Oswego might put brakes on Park-n-Ride service
By Jenette Sturges email@example.com September 5, 2012 1:34PM
A sign for the 907 Pace bus hangs at the Oswego park and ride stop at Mill and Orchard roads. | FILE PHOTO
Updated: October 10, 2012 6:14AM
OSWEGO — The village might be gaining one new public transportation option, while losing another.
The Village Board is considering ending its contract with PACE, which operates six bus trips each day from the Oswego Park-n-Ride to the Aurora Transportation Center.
In its place, the village could adopt up to two new services from Kendall Area Transit, a Park-n-Ride shuttle to replace the Pace service, and a Dial-A-Ride curb-to-curb on-demand van service.
Under Kendall Area Transit, the shuttle bus service from the Park-n-Ride to the Aurora Metra commuter station would offer 10 trips daily — five in the morning and five in the evening — instead of Pace’s three morning and three evening trips.

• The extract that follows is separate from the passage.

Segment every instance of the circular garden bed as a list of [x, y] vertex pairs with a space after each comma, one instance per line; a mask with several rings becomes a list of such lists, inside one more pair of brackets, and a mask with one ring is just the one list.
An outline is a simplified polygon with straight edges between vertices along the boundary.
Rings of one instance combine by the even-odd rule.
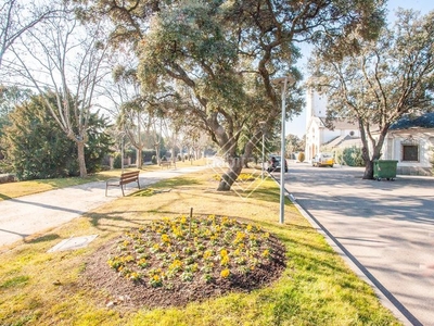
[[98, 250], [85, 279], [107, 305], [179, 306], [269, 284], [284, 247], [260, 226], [226, 216], [179, 216], [145, 224]]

The Pace contract would cost about $95,000 next year, while the new KAT Park-n-Ride service would be $80,000 to $88,000 a year, according to village staff estimates.
But Trustee Terry Michels said the low ridership on the current shuttle buses did not justify the cost of continuing any commuter shuttle service.
“Does anybody think that 17 riders a day is a strong number?” Michels said this week. “If we tripled it and said 90 riders a day, is that a strong number? It isn’t for me. This is a market niche to the Aurora train station and back.”
Park-n-Ride bus ridership peaked in February 2009, with 149 one-way rides daily, but plummeted in 2010 when Pace cut the service from 12 trips to six each day.
In May 2012, the shuttle averaged 49 daily one-way rides.
While the Park-n-Ride Shuttle is being debated, the village is seeking a commuter rail station, which would be located at the Park-n-Ride site at Mill Street and Orchard Road.
“People are still moving to Oswego and people still need to get to the city,” said Trustee Scott Volpe. “But I’m still on the fence if I want to continue the experiment for two-and-a-half years to see where ridership goes.”
The other service Kendall Area Transit could provide to Oswego is its Dial-A-Ride program, which offers door-to-door transportation.
The service is largely designed for seniors and the disabled, but can be used by any resident of Kendall County who registers. One-way rides anywhere in the county cost $3 curb-to-curb, or $5 door-to-door.
Oswego residents are currently only allowed to use the service for medical trips. Should the village agree to a $45,000 contract with KAT for the Dial-A-Ride service, Oswego residents could use the service for rides anywhere in the county.
KAT provided about 15,000 Dial-A-Ride trips in Kendall County last year, and has roughly 1,000 registered riders across the county, according to program Director Paul LaLonde.
The board is expected to vote on the PACE contract at its Sept. 18 meeting.